There was once a time when Groklaw provided a valuable service to the Linux community. All the legal stuff coming out of the SCO case was tricky for people to understand, and so PJ at Groklaw took it upon herself to explain it all - and did a mighty fine job, too. But since the SCO case has quietened down, the site has started to post other "news" from the Linux world, and to be honest, now that it has strayed outside of its core competency of paralegalism, Groklaw is starting to suck.
Exhibit A as is this story, titled "Novell 'forking' OpenOffice.org". The gist of the story is this: Novell is wants to implement support for Microsoft's OpenXML data format in OpenOffice.org, which therefore means they are forking OOo.

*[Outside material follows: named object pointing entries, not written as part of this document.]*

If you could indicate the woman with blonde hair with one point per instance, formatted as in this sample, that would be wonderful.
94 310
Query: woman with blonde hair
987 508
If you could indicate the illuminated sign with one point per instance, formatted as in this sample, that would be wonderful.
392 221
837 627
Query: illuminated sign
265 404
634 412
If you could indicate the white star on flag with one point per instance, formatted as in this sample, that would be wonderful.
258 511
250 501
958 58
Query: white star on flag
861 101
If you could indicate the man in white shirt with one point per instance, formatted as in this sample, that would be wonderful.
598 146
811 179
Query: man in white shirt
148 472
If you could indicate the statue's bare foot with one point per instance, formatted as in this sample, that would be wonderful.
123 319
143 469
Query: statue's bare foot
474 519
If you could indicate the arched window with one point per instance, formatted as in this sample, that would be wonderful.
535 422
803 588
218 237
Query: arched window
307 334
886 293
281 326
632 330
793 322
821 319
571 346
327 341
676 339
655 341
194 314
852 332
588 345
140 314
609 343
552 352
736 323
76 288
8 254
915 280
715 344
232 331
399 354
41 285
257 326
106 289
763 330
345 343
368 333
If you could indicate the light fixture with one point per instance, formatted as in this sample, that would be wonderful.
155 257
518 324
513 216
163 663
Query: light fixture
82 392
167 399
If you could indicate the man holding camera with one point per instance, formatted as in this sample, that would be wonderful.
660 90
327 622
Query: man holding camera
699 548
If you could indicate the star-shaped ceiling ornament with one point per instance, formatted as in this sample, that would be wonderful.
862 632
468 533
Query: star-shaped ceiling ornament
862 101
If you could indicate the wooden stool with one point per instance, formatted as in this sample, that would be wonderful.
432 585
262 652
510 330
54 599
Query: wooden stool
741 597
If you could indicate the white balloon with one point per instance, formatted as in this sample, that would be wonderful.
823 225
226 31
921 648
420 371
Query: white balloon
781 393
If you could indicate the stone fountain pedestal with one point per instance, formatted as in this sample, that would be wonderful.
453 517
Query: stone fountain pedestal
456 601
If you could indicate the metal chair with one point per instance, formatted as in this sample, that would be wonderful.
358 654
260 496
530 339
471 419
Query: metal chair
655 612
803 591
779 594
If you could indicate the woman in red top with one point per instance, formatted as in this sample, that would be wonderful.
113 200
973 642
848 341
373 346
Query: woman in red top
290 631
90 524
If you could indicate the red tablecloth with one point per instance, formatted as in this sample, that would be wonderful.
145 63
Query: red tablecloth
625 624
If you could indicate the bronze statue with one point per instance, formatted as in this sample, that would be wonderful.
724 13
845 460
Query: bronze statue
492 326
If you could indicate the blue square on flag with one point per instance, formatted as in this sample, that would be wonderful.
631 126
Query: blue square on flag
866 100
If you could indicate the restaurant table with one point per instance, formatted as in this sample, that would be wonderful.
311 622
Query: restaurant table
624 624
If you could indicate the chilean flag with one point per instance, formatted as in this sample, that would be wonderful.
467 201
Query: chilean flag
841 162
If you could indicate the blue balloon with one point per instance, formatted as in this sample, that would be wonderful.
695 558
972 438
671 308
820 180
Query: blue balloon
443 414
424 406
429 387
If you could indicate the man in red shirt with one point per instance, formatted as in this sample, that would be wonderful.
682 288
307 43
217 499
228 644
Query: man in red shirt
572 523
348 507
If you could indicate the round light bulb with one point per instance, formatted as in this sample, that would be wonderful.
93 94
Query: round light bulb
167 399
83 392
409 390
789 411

To make it quite clear that the site makes only the occasional attempt at being objective and unbiased any more, here are some quotes from the Groklaw story:
- "Well, if there are any Novell supporters left, here's something else to put in your pipe and smoke it."
- "I am guessing this will be the only OpenOffice.org covered by the "patent agreement" with Microsoft. You think?"
- "So, while Novell may call this "Novell OpenOffice.org" I feel free to call it "Sellout Linux OpenOffice.org". Money can do strange things to people."
- "Novell, Inc. delivers A-Hint-Of-Not-Really-Open-Software for the Not-Much-Interested-in-Leaving-Microsoft Enterprise"
- "now the only question is when Microsoft will support ODF in earnest in Microsoft Office, if it ever will"
There are a few comments I'd like to make about this nonsense:
- If Novell were ever to fork OpenOffice.org, that's its right. That's a right and a privilege that we, as open source developers, grant to all our users, irrespective of who their business partners are. In fact, most people would agree that the ability to fork freely leads to "survival of the fittest" in software, so we generally encourage it.
- Novell is not forking OpenOffice.org. A project fork is when you split completely from the parent codebase, and go down a different path. If Novell were to decide that OOo was best running entirely on Java, or if it wanted to bin Impress and use something that forced people to use Compiz, that would be a fork. But adding support for a file format is not a fork. Sorry, folks!
- OOo already supports several Microsoft standard file formats, most of which are completely proprietary - Word .doc, Excel .xls, etc, are completely binary formats, and had to be reverse engineered. Some don't work quite right, which is why OOo still issues compatibility warnings when saving documents in Office formats.
- Once people start using Office 2007 - and they will, it's basically a dead cert - they will start using OpenXML for saving their files. At this point, people trying to migrate to Linux will say "can it read my Office documents?" and we'll all say "sadly, no." Or, we could encourage OpenXML support in OpenOffice.org, and help people migrate.
- OpenXML is a huge leap forward from the old formats, because it is completely open and readable. What's more, OpenXML is being standardised by ECMA, which means the specification is free for everyone to download.
- Microsoft has issued two, worldwide promises regarding OpenXML, both saying they will not enforce any patents on people who implement part of are all of the OpenXML standard in their software. You can read them here and here.
- Microsoft is funding a BSD-licensed Sourceforge project to create an ODF converter for Microsoft Office.
So, in summary: there is absolutely no patent threat from OpenXML, adding it would be a legitimate feature that people would want, and at this time Microsoft is actually making an effort to support ODF in its own software. Surely this is exactly what we all dreamed about happening years ago?
I still dislike Microsoft, and I still wish Novell had more brains than to ally with the beast of Redmond, but the OpenXML FUD - particularly from Groklaw - is stupid. Give it up.